ASTC at NATEAC 2016


Posted on December 18th, by Kent Conrad in General ASTC News, NATEAC, Theatre Consultants. Comments Off on ASTC at NATEAC 2016

This past summer, many ASTC members attended the 3rd Quadrennial North American Theatre Engineering and Architecture Conference held at the Roosevelt Hotel in New York City. NATEAC is a sister to the original ITEAC event, last held in London in 2014. Once again, a distinguished group of architects, theatre consultants, manufacturers, theatrical designers, facility managers and users gathered to discuss trends and detailed topics for the design of assembly spaces. Attending this event is often a sort of “who’s who” of theatre design.

ASTC Member Robert Long participates in a NATEAC session: Modern Engineering in Old Broadway Theatres

ASTC Member Robert Long participates in a NATEAC session: "Modern Engineering in Old Broadway Theatres"
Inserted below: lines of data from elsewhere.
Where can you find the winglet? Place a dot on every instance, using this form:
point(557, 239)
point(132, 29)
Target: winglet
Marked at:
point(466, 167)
photo by Joshua Allen, ASTC

While many ASTC members attended sessions, some ASTC member’s firms sponsored the conference or specific events to show their support. Many members contributed by chairing or sitting on session panels. The ASTC members presenting at NATEAC included:

Joshua Dachs
Todd Hensley
Peter Scheu
Jim Niesel
Jack Hagler
David H. Rosenburg
Millie Dixon
Jules Lauve
Robert Long

The conference began as has become tradition, with an evening cruise around Manhattan. The weather was perfect, making for a wonderful evening catching up with old friends and making a few new ones. Conference organizer Bill Sapsis took credit for the fireworks displays seen in the distance, though Bill has been known to tell a few tall tales.

NATEAC 2016 began in earnest on Sunday morning with a keynote by Reynold Levy, the president of the Robin Hood Foundation. He discussed his experiences in the entertainment industry, including his involvement in the multi-year renovation of Lincoln Center. After his keynote address, the attendees split into breakout sessions, with each time slot offering the choice of three topics.

One of the most talked about sessions was entitled What the Production Team Wants from a Theatre. This session included Bruce Odland (Sound Design Artist), Bartlett Sher (Director), Jennifer Tipton (Lighting Designer), and Michael Yeargan (Set Designer). It was wonderful to hear each of these practitioners discuss how architecture in a theatre can influence and affect their work, for the better and otherwise. The highlight was Odland’s active demonstration where he invited attendees to close their eyes and think with their ears.

Another much discussed session was Gender Accommodation in Performing Arts Facility Planning. This subject wasn’t much discussed a few years ago, but has since become a hot button issue. ASTC member Peter Scheu moderated a session that included ASTC member Todd Hensley and Sociology doctoral student Lain Mathers, who focuses on gender neutral (Zir) research and has a background in the performing arts. This was reported by many attendees as an excellent primer on the issues and potential solutions to these issues that are being considered more and more.

Joshua Dachs moderated a lively discussion with Oskar Eustis, of the Public Theatre, Mimi Lien, set designer, and Anne Hamburger, of En Garde Arts, about Core Values: What makes a great theatre? Intriguing questions such as “do you build the space first or build the operating company first?” led to discussion of other topics including “the space in which the play is happening cannot be ignored” and developing plays for site specific locations.

ASTC Members David Rosenburg and Jack Hagler participated in a panel which opted to shake up the often staid, talking-head PowerPoint presentations so common at conferences. Their session, entitled Who’s Scope is it Anyway (The designer/contractor dating game) was a lighthearted look at the often serious issues around scope gap, contracts, and documentation that can occur in complicated theatre projects. The format was a 70’s game show. David Rosenburg played the smiling quiz show host and asked the “distinguished” panel (all in 70’s garb) for quick responses to unrehearsed questions. It may not be the first time that costumes were used in a NATEAC session but we sure hope it’s not the last.

The conference featured a dinner at Sardi’s, which was a benefit for the Behind the Scenes Foundation. Michael Magg, resident lighting and projection designer at the Oregon Shakespeare Festival, was the guest speaker and provided a moving personal account of how the Foundation supports those in our industry in a time of need.

There were many other wide-ranging topics discussed, including acoustics, contracting, insurance, safety, and space design. It is always a dynamic and interesting mix of people that appear at the conference. Mark your calendars for 2020 when the highlight should be NATEAC (and NOT the Olympics or the next presidential election!)